テイカカズラ
   

ロシアは、5月9日が対独戦勝記念日である。今年は、ウクライナ戦争の勝利宣言をするのでないかと予想されてきた。だが、ウクライナ侵攻以来2ヶ月を経ても、戦況は当初予想とお異なって、首都キーウの占領が夢に終わっている。東部の作戦も停滞気味であり、とても「勝利宣言」できる状況でない。

 

そこで、プーチン大統領は「勝利宣言」に代わって、ウクライナへ「宣戦布告」するという予想が登場してきた。英国国防相の発言である。これによって、ロシア国内のムードを引締めるというのだ。だが、「宣戦布告」だけでなく、徴兵制度を敷くのでないかと見られている。ロシア軍の士気が低く、徴兵制で有無を言わせずにウクライナ前線へ送り込もうというのである。

 


だが、これは危険な側面を持っている。徴兵制になると、都市部出身者も兵役につくので戦死の場合、従来の地方出身兵士の戦死と異なり、反戦運動と結びつく可能性が強まることだ。これまでは、地方出身兵士の戦死であって、土地柄もあり反戦運動にならなかった。それが、徴兵制で一挙に事態が変化する危険性が高まるであろう。

 

『共同通信』(4月30日付)は、「ロシア、5月9日に宣戦布告か 英国防相が見解示す」と題する記事を掲載した。

 

(1)「ウォレス英国防相は4月30日までに、ロシアのプーチン大統領が第2次大戦の対ナチス・ドイツ戦勝の記念日に当たる5月9日に、ウクライナと戦争状態にあると位置付け、宣戦布告して総動員をかける可能性があるとの見方を示した。英ラジオ局『LBC』の番組で語った。ロシアは、これまで侵攻を「特別軍事作戦」とし、戦争とは表現していない」

 


「特別軍事作戦」とは、一般的に次のような意味に使われる。

戦争以外の軍事作戦は、戦争ではない状況における軍事作戦を指すもの。これには、全面戦争に至らない程度の武力行使も含まれる。具体的に、戦争以外の軍事作戦は侵略の抑止、国益の保護、条約義務の遂行、人道的支援及びそれに伴う警備活動、文民支援、平和的解決などが当てはまる。

 

ロシア政府は、「ロシア派市民の保護」とか、「ナチズムへ対抗する」などと、大義を付けてきた。それゆえ、「特別軍事作戦」と称し「戦争」という言葉を禁じてきた。

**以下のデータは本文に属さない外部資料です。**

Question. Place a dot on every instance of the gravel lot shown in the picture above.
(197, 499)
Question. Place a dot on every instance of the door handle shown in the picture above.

一般的に、「特別軍事作戦」は次の6点を意味している。

1)目標は明確かつ達成可能であること。

2)あらゆる能力・資源は共通の目標の下に統一的に運用されること。

3)敵対勢力に政治的、軍事的、情報的な優位を阻止すること。

4)適量の兵力を適切に使用すること。

5)作戦の長期化に準備すること。

6)軍事行動の正当性を維持すること。

 


ロシア軍が、2月24日以来取ってきた軍事行動は、戦争そのものである。そこで、「宣戦布告」によって、ロシア国内向けにも「戦争」と位置づけ、徴兵制を敷くことになるのでないか、と予測されるにいたった。

 

(2)「ロシア政府は、ウクライナのゼレンスキー政権を「ネオナチ」と敵視。ウォレス氏は、プーチン氏が「『世界のナチスと戦争状態にある。国民を大量動員する必要がある』と宣言するかもしれない」と述べた」

 

プーチン氏は、ゼレンスキー政権を「ネオナチ」と位置づけている。現実は、正統な選挙で選ばれた大統領だ。ゼレンスキー氏の祖父は、ユダヤ人収容所の数少ない「生残り」である。ナチに弾圧・拷問された犠牲者の孫であるゼレンスキー氏が、「ネオナチ」とは驚くべきねつ造である。ウクライナへ戦争を仕掛ける口実であることは明白だ。

 

ロシアは、徴兵制を敷いて「大軍」をウクライナへ送り込み、戦争の主導権を握る戦略と見られる。だが、これまで軍事教練を全く受けたこともない人々が、短期の教育で戦場に立てるだろうか。ましてや、根本的に脆弱構造であるロシア製戦車に搭乗して戦場に立つのは、自殺行為にも等しいことである。徴兵制は、危険な戦術そのものだ。

 

徴兵制と並んで注目されるのは、「予備役」の招集である。予備役は、かつて軍務経験を持ち現在は、一般社会で生活している人々である。全く軍務経験のない人(徴兵制)に比べれば、格段に有利な立場である。それでも装備を整え、部隊を編成するのに少なくとも数カ月はかかるのだ。

 

プーチン氏は、大軍を率いて夏までにウクライナを「解放」するという戦術である。5月9日の「対独戦勝記念日」に、それを発表すると予想されている。この予想が外れて、現実のものにならないことを祈るのみである。